Blade Runner 2049 is showing until 16 November. Review by Nigel Watson
[Warning – mild spoilers]
The world of 2049 is an extraordinary place. It’s like an alien planet with vast areas of industrialised farming, rusting monuments to former industrial marvels and the city of Los Angeles a crowded metropolis where the streets are full of people, noise and obtrusive advertising signs and holograms.
Officer K (Rylan Gosling) is a detective working in the Los Angeles Police Department tasked with tracking down renegade replicants – he is what they call a blade runner. These are artificially created humanoids, who were so hard to capture and terminate in the first Bladerunner movie set in 2019.
The Wallace Company now produces obedient Nexus-9 replicants who have open-ended lifespans and implanted human memories. The older replicants of the Tyrell Corporation era are the target for ‘retiring’ by the likes of Officer K, who himself is a Nexus-9 replicant.
In his small apartment, K escapes from the tensions and violence of the city, and co-habits it with a virtual reality woman, Joi (Ana de Armas). She appears as a projected hologram who can, through an enhanced function, move around and experience the real world. She is a virtual equivalent of a replicant.
The core of the film, is Joe’s search for a child born from the ‘miraculous’ union between two replicants. His quest takes him from the Dickensian plight of child labourers putting together electronic components to the headquarters of megalomaniac Nianader Wallace (Jared Leto), to rediscovering the liar of Rick Deckard (Harrison Ford).
Wallace is much in the mode of the techno-industrialist autocrat Joh Fredersen (Alfred Abel), who creates a robot based on his late wife, to disrupt the rebellion of the workers, in Fritz Lang’s silent science fiction classic, Metropolis (1927). The urban nightmare of its mega-city of the future, has gone on to be the template for such films as Alphaville (1965), Soylent Green (1973), Brazil (1985) and the neo-noir of Ridley Scott’s Blade Runner in 1982.
Director, Denis Villeneuve, continues in the Metropolis tradition by bringing us a grandiose and breath-taking vision of a Dystopian world where the lines between humanity, artificial intelligence and virtual reality are blurred beyond all recognition. He shows vast geometric structures of infinite beauty and horror, contrasted with the fleeting glimpses of natural beauty and the possibility of love in a tortured existence where splashes of violence can occur at any moment.
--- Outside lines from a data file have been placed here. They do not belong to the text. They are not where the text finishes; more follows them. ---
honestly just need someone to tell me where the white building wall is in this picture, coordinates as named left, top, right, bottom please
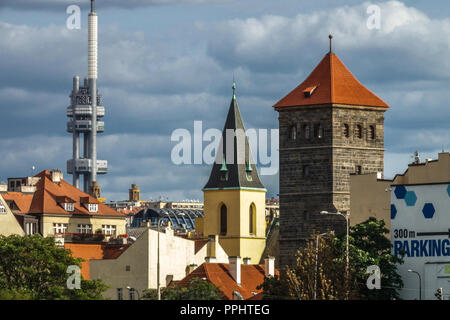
left=391, top=183, right=450, bottom=300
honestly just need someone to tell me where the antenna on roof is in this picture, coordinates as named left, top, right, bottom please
left=329, top=34, right=333, bottom=54
left=31, top=165, right=36, bottom=176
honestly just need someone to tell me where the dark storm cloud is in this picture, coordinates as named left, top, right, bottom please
left=1, top=1, right=450, bottom=200
left=0, top=0, right=225, bottom=11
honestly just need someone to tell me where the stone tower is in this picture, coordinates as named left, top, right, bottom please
left=129, top=184, right=140, bottom=202
left=274, top=41, right=390, bottom=267
left=203, top=83, right=267, bottom=264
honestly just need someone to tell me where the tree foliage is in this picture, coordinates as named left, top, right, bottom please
left=259, top=218, right=403, bottom=300
left=142, top=278, right=223, bottom=300
left=0, top=234, right=108, bottom=300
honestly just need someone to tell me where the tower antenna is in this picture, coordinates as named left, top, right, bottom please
left=329, top=34, right=333, bottom=54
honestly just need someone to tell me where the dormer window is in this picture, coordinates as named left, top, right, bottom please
left=56, top=196, right=75, bottom=212
left=303, top=86, right=317, bottom=97
left=80, top=197, right=99, bottom=213
left=64, top=203, right=74, bottom=212
left=220, top=157, right=229, bottom=182
left=88, top=203, right=98, bottom=213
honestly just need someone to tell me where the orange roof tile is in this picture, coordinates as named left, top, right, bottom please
left=274, top=53, right=389, bottom=108
left=2, top=192, right=34, bottom=214
left=64, top=243, right=106, bottom=280
left=178, top=263, right=279, bottom=300
left=20, top=170, right=125, bottom=217
left=64, top=243, right=132, bottom=279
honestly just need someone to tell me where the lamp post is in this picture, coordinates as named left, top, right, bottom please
left=408, top=269, right=422, bottom=300
left=320, top=210, right=349, bottom=299
left=314, top=232, right=328, bottom=300
left=126, top=286, right=141, bottom=300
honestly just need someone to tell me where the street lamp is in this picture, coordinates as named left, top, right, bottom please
left=126, top=286, right=141, bottom=300
left=320, top=210, right=349, bottom=299
left=314, top=232, right=328, bottom=300
left=408, top=269, right=422, bottom=300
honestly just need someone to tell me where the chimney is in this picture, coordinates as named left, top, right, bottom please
left=243, top=257, right=251, bottom=265
left=264, top=256, right=275, bottom=278
left=51, top=169, right=63, bottom=184
left=0, top=182, right=7, bottom=193
left=207, top=234, right=218, bottom=258
left=229, top=256, right=241, bottom=285
left=205, top=257, right=216, bottom=263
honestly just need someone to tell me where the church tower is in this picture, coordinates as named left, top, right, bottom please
left=203, top=83, right=267, bottom=264
left=274, top=36, right=390, bottom=267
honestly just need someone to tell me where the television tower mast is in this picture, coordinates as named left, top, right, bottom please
left=67, top=0, right=107, bottom=197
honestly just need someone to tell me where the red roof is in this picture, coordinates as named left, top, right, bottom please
left=178, top=263, right=279, bottom=300
left=64, top=243, right=105, bottom=280
left=2, top=192, right=33, bottom=214
left=274, top=53, right=389, bottom=108
left=4, top=170, right=125, bottom=217
left=64, top=243, right=131, bottom=279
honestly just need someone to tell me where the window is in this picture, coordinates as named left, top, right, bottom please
left=314, top=124, right=323, bottom=139
left=220, top=205, right=227, bottom=236
left=129, top=288, right=136, bottom=300
left=0, top=202, right=6, bottom=214
left=303, top=165, right=310, bottom=178
left=25, top=222, right=37, bottom=235
left=64, top=203, right=74, bottom=212
left=249, top=203, right=256, bottom=235
left=368, top=125, right=375, bottom=140
left=303, top=125, right=310, bottom=139
left=356, top=125, right=362, bottom=139
left=53, top=223, right=68, bottom=234
left=303, top=211, right=310, bottom=220
left=290, top=125, right=297, bottom=140
left=77, top=224, right=92, bottom=234
left=343, top=124, right=349, bottom=138
left=356, top=165, right=362, bottom=175
left=102, top=225, right=116, bottom=235
left=125, top=265, right=131, bottom=272
left=117, top=288, right=123, bottom=300
left=88, top=203, right=98, bottom=213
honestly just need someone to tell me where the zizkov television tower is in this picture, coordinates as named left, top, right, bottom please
left=67, top=0, right=107, bottom=197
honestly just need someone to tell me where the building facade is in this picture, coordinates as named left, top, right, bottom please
left=274, top=44, right=389, bottom=267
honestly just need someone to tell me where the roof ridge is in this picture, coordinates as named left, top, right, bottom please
left=329, top=53, right=334, bottom=102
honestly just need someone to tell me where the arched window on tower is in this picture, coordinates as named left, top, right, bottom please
left=343, top=124, right=349, bottom=138
left=356, top=125, right=362, bottom=139
left=220, top=204, right=227, bottom=236
left=368, top=125, right=375, bottom=140
left=249, top=203, right=256, bottom=235
left=290, top=125, right=297, bottom=140
left=303, top=124, right=310, bottom=139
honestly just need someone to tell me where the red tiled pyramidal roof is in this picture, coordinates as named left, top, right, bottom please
left=274, top=53, right=389, bottom=108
The gorgeous visuals of this exotic world, mixed with the brooding soundtrack, reflects the trauma and turmoil of Officer K’s own mind as he attempts to solve the puzzle of who and where the child of the replicants is, and the forces that seek to threaten his very survival.
This is a brilliantly executed sequel to Blade Runner that stands on its own feet as a work of outstanding, high-concept, blockbuster science fiction that is worth more than one viewing to enjoy it to the full.